Verstehst du das? Sag es. Hast du ein Herz? Genug Herz, um all diese Dinge des Universums anzunehmen und mindestens ein Wort darüber zu sagen?
Gutes? Oder schlechtes. Wer wird mir so viel Kraft  geben? Kann ich irgendjemandem etwas vorenthalten? Kann ich jemanden beleidigen, indem ich schweige?
Weisst du, dass Schweigen wie der Tod ist? Erzählt jemand etwas über dich? Fühlst du dich nicht vergessen, unerwünscht, ungeliebt?  Fängst du nicht sofort an vor Einsamkeit zu weinen?
Aus der Leere, der Sinnlosigkeit deines Lebens, wenn sich niemand an dich erinnert und du allein im gesamten leeren Universum bist? Es gibt überall nur stille Objekte.
Und selbst der Wind berührt deine Wangen nicht, als wollte er dich streicheln und in deiner Einsamkeit trösten. Kosmische Einsamkeit. Raumleere. Da ist keiner.
  Wo ist Gott? Wir haben in der Kirche von ihm gehört. Wo ist er? Lass ihn ein Zeichen geben. Lass dich von ihm mit seiner Huld wärmen. Aber da ist niemand. Alles ist still.

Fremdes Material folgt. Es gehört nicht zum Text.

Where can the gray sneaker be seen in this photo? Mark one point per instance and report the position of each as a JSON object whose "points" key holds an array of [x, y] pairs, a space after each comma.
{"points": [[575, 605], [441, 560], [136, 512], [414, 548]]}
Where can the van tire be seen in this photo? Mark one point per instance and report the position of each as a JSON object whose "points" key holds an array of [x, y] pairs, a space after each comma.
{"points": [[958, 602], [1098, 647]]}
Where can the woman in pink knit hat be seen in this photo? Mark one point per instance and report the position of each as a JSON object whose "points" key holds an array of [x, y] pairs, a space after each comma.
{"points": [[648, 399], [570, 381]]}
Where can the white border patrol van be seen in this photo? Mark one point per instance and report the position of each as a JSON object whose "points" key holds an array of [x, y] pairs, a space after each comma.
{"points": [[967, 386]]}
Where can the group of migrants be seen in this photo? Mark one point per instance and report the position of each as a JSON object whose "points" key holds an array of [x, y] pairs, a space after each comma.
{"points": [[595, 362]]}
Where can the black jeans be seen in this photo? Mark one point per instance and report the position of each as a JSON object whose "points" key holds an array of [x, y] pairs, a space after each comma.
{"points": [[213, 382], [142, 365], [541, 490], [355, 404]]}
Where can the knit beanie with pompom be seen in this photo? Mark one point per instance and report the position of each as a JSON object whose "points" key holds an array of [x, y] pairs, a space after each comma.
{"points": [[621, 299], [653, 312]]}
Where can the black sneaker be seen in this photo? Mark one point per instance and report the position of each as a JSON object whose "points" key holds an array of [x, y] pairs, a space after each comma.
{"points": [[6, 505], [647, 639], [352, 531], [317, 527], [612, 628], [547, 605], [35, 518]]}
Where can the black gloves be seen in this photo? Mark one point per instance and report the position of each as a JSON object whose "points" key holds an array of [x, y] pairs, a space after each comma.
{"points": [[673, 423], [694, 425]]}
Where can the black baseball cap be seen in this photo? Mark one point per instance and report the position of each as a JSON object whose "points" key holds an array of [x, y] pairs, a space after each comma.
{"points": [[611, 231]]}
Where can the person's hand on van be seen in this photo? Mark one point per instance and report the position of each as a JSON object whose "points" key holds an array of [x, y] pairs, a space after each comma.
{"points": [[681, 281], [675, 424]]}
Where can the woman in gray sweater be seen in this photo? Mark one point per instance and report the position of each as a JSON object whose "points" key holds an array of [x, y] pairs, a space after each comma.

Die Steine ​​schweigen, die Erde schweigt. Alles ist still, still, still. Dies ist ein Fluch des Schweigens, des Vergessens und der Gleichgültigkeit. Warum schweigst Du?
Erkennst du, wie schwierig es ist, über eine Sache, über jemanden zu sprechen und dabei die anderen zu vergessen? Verstehst du, dass dies grausam ist,
dass dies fast die Ermordung der übrigen Schöpfung ist, die in Vergessenheit gerät?
— Liebling, ich habe Angst, dir zu antworten. Was ist, wenn ich etwas Hartes und Beleidigendes sage? Ich würde lieber für den Rest meines Lebens schweigen.
Tiere sind schlauer als wir. Deshalb schweigen sie, um niemanden zu verletzen. Ich werde wie ein Tier. Ich werde meine Liebe zu dir im Stillen zum Ausdruck bringen,
indem ich deine Schuhe putze. Wenn deine Schuhe es mir erlauben. Weil ich sie nicht mit schlechter Schuhcreme beleidigen möchte. Und sie werden schrumpfen,
und große Schuld wird auf mich fallen, dass ich ihr notwendiges Leben ruiniert habe. Sie wollen dienen. Und sie müssen weggeworfen werden und werden weinend im Müll liegen.
Was soll ich tun, mein Lieber? Ich habe Angst davor, grausam, schlampig, unaufmerksam, hart, unfair, unhöflich zu sein.
— Meine Liebe, sei still. Hörst du, schweige, schweige, schweige.
— Ich schweige,  Liebling, ich schweige. Ich schweige. Was ist aber mit der Erinnerung?
— Erinnerung? Das übersteigt unsere Kräfte. Es gibt zu viel, an das man sich erinnern und denken muss. Das Vergessen ist unser Schicksal.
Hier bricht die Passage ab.